1. AIUTO! CON GRILLO CHE BALLA A CAVALLO DEL 20% E MOSE' MONTI CHE ARRANCA INTORNO AL 10%, BERSANI SARÀ COSTRETTO AD UN ACCORDO ISTITUZIONALE CON BERLUSCONI 2. D'INTESA CON IL COLLE, CULATELLO SARà COSTRETTO A UN GOVERNISSIMO CON AL CENTRO LA RIFORMA DELLA LEGGE ELETTORALE SUL MODELLO FRANCESE, CON IL DOPPIO TURNO, SINORA OSTEGGIATA DALLA MIOPIA DEL CERCHIO MAGICO BERLUSCONIANO 3. DUE ANNI DI LAVORO PARLAMENTARE E PER FAR QUESTO DEVE OFFRIRE LA PRESIDENZA DI UNA DELLE CAMERE AL CENTRODESTRA (SOPRATTUTTO SE ESSO DOVESSE SFIORARE IL 30%) E COINVOLGERE NEGLI ASSETTI ISTITUZIONALI, PIÙ CHE L'INDISTINTO “CENTRINO” FINTO RIFORMISTA, LE ESPRESSIONI MENO CARATTERIZZATE DEL GRILLISMO

DAGOREPORT
Con i primissimi sapori di primavera che a Roma hanno sostituito il freddo delle ultime settimane le intenzioni di voto degli italiani si stanno solidificando in una settimana finale al cardiopalma, con l'avanzata del Movimento Cinque Stelle che balla a cavallo del 20 per cento.
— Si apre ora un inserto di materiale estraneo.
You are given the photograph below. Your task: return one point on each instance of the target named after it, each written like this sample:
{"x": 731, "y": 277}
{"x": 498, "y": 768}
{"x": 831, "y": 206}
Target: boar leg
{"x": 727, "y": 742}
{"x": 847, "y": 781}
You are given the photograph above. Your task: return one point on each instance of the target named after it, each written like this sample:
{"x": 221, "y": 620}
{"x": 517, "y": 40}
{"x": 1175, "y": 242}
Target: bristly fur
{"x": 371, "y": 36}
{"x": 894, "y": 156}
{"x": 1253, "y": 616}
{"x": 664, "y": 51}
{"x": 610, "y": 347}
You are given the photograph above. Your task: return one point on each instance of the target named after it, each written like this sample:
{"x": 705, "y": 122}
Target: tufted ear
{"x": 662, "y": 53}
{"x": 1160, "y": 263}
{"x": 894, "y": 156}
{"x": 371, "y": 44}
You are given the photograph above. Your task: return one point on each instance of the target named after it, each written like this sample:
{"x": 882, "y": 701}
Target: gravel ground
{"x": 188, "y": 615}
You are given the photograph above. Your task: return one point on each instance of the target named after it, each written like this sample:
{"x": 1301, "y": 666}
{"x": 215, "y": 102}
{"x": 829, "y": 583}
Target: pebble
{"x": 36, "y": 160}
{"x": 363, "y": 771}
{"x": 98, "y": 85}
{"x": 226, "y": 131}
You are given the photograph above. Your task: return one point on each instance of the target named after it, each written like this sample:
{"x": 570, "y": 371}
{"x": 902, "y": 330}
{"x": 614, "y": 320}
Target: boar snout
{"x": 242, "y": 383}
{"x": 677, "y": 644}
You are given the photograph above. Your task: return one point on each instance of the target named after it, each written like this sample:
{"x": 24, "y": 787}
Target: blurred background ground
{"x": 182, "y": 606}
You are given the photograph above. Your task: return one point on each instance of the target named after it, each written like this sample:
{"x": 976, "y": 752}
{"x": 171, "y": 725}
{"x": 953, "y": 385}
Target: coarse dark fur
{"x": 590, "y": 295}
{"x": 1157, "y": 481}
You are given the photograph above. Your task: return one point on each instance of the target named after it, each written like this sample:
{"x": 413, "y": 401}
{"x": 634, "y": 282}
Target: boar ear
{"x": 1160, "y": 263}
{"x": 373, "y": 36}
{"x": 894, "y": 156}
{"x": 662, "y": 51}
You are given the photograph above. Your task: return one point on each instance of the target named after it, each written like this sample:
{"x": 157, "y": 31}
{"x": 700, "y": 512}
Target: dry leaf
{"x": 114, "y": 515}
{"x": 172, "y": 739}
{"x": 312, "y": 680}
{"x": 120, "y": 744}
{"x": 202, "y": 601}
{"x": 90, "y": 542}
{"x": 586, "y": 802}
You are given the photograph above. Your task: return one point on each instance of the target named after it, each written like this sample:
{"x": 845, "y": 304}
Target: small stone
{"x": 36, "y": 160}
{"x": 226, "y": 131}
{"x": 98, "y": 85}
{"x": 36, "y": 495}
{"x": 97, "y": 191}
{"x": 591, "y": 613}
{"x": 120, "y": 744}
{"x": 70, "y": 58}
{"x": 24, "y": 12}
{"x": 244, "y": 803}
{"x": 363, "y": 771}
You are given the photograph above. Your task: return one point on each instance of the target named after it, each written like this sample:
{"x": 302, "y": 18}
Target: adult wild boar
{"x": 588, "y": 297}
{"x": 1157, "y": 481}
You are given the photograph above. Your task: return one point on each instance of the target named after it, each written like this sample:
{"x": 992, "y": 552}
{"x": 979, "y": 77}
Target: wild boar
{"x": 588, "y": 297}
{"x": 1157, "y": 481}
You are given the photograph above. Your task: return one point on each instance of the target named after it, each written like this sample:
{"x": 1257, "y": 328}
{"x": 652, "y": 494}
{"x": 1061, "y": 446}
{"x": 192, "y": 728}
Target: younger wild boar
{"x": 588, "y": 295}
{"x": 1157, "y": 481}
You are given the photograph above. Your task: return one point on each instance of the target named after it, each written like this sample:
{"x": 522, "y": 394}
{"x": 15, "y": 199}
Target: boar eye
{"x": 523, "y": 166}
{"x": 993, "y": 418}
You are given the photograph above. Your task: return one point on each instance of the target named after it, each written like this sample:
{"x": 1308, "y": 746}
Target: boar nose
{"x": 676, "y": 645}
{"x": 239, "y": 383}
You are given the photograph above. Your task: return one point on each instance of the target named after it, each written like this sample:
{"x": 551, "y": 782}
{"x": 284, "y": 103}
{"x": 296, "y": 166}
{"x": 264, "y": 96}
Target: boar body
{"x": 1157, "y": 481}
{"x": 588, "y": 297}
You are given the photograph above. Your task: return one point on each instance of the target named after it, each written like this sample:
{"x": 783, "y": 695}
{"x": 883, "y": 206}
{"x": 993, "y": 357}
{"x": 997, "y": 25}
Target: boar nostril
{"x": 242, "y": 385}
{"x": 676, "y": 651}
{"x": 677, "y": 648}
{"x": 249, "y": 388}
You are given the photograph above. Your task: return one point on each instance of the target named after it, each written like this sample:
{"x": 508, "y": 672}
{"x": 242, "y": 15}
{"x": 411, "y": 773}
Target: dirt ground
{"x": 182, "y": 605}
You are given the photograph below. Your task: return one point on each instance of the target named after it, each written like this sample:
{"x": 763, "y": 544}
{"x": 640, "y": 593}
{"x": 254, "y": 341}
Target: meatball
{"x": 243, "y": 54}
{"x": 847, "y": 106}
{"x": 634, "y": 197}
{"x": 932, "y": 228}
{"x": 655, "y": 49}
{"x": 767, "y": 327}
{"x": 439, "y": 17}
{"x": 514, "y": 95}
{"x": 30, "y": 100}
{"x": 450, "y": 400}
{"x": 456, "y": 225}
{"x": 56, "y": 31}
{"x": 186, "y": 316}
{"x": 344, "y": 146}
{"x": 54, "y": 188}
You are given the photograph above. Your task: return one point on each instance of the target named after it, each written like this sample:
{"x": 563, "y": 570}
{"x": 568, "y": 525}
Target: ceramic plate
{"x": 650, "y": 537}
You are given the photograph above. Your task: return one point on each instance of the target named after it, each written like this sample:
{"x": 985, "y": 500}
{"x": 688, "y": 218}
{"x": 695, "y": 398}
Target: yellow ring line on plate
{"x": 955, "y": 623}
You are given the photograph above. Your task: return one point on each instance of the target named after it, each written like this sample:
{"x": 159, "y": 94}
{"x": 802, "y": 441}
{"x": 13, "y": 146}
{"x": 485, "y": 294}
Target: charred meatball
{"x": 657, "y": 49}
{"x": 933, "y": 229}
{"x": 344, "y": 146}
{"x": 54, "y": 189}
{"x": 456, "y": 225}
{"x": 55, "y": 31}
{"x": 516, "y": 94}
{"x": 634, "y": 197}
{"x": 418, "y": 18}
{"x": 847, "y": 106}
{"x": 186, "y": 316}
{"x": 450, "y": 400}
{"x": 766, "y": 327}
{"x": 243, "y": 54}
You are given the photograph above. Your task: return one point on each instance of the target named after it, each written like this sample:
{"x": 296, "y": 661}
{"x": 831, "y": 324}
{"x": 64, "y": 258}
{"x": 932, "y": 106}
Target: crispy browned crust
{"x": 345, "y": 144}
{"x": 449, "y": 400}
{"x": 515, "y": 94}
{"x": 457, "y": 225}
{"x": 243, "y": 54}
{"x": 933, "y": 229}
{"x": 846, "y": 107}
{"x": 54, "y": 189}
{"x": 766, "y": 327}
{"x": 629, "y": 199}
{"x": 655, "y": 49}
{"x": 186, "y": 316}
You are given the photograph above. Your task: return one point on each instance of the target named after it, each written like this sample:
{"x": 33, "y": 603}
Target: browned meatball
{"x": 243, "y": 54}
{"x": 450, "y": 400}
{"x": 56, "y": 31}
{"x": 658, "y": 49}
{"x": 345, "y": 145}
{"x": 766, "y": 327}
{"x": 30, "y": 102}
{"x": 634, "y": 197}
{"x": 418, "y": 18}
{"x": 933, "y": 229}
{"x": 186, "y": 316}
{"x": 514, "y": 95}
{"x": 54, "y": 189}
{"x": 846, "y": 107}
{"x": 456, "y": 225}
E' questo il movimento in avanti che sta schiacciando tutti gli altri, in particolare il Pd (che resta sensibilmente primo alla Camera) e la lista di Mose' Monti, che arranca a cavallo del 10 per cento e cioè alla meta' di Grillo.

Ovviamente, cio' avvantaggia indirettamente il centro destra: pur se dovesse restare dov'e, la posizione relativa di Berlusconi Silvio migliora proprio perché Grillo rosicchia voti a Bersani Pierluigi. Non a caso, il fidanzato di Francesca Pascale si sta giocando con toni meno aspri del solito l'ultimo miglio della campagna elettorale. Anzi, ostenta rilassata tranquillità battendo suoi suoi soliti temi fiscali perché ha capito di avere a portata di mano un risultato insperato un mese fa, quello di perdere molto bene, e non vuole rovinarlo.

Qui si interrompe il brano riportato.